Certainly not where it is now. So far from childlessness “not being considered a valid option,” fertility is at an all-time low in the United States. The Centers for Disease Control and Prevention reports that the birth rate last year fell for nearly every group of women of reproductive age. We are now well below replacement rate—the number of children each woman must bear on average in order for one generation to succeed another without shrinking.
According to a recent Pew Research poll, young Americans today are less likely to be married than any prior generation at their age. A half-century ago, nearly 80 percent of the “silent generation” who had attained marriageable age had tied the knot. Today, a pathetic 37 percent of my fellow millennials have done so. Instead, they’ve chosen to replace progeny with pets.
Even secular publications are running articles admitting that millennials have gotten a little weird about their dogs. Young adults simply prefer short-lived, disposable animals bred to unconditionally adore them, over children.

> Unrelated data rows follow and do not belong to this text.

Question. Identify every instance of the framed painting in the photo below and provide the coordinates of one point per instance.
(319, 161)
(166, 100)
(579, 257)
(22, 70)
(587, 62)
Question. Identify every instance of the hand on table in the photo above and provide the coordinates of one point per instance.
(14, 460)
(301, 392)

They’re pouring their parental instincts and most fertile years into commitment-free proxies they can dress up and push around in carriages when they feel emotionally up to it, and leave locked in crates when they’re burned out and need a night on the town with friends.
Consider how obsessed we are with the full rainbow of sterile sexual perversions, and how a record percentage of young Americans identify with these intrinsically fruitless lifestyles. Consider that young, fertile marriages are treated as failures of ambition and self-actualization, especially for wives. Consider that a record percentage of young people approve of pornography and extramarital sex. Consider that Christian conferences in conservative, evangelical denominations are promoting “gay” orientation as a lifelong calling and identity, and that the leaders of these conferences are styling themselves as “prophets,” calling the church to abandon “idolatrous attitudes toward the nuclear family.”

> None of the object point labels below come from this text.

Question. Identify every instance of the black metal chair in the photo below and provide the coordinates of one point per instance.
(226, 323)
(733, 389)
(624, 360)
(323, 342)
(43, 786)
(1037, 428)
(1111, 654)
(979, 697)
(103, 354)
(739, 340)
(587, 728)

Consider that over 60 million babies have been aborted in America alone since Roe v. Wade, yet two out of five mothers at the end of their childbearing years say they wish they’d had more children.
We’re not in danger of making an idol out of children or the nuclear family. We’ve already made an idol out of ourselves and our autonomy—both outside the church and in. The spirit of our age is undeniably childlessness—which, far from not being “considered a valid option,” is the default intent of more young, married couples than ever before in the history of the world.

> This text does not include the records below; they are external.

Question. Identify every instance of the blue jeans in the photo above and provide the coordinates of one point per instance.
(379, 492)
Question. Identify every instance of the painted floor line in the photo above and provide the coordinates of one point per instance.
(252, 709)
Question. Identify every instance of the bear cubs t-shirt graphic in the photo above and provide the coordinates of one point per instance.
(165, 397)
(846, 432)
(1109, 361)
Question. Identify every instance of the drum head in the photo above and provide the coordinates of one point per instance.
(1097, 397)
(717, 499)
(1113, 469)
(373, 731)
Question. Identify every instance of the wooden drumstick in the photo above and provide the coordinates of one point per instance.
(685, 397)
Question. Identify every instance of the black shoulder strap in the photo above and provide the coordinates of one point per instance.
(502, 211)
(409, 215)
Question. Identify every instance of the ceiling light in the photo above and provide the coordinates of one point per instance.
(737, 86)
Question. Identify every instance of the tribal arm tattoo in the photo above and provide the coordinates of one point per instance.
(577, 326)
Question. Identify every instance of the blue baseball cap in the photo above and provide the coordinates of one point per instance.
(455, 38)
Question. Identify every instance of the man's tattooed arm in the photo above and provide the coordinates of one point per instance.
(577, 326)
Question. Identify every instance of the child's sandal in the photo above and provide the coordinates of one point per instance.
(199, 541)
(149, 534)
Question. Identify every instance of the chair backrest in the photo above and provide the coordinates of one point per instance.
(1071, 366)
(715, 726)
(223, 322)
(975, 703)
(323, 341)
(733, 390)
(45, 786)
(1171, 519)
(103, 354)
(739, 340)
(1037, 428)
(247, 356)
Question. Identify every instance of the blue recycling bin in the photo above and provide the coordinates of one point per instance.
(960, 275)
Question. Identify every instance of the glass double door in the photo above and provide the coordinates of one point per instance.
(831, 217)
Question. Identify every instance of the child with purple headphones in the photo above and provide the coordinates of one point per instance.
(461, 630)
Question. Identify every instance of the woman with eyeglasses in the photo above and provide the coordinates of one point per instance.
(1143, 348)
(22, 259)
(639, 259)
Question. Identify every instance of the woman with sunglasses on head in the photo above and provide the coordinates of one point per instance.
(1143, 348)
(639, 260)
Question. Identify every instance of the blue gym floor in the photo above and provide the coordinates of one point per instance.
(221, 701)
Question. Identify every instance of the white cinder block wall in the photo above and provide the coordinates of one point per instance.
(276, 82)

In “The Screwtape Letters,” C. S. Lewis’ wily demonic undersecretary gives his apprentice advice on how to fool humans of every era into fighting precisely the wrong cultural battles:
“We direct the fashionable outcry of each generation against those vices of which it is least in danger and fix its approval on the virtue nearest to that vice which we are trying to make endemic. The game is to have them running about with fire extinguishers whenever there is a flood, and all crowding to that side of the boat which is already nearly gunwale under.”
Treading water in a culture that has severed every possible link between sex and children, between children and marriage, and now even between gender and sex—a culture that is treating dogs like babies and literally failing to make enough new people to replace itself—a whole cottage industry of Christian writers like Allison Barron have taken to the Internet to let us know that what we’re really in danger of is expecting everyone to have kids like Hawkeye and miss out on the heroic possibilities of life without children. She’s sounding the fire alarm, but what we really need are life jackets.
Don’t get me wrong. I’m not questioning childless couples’ obvious superpowers or ability to save the world. I’m questioning who will inhabit the world once they’ve saved it.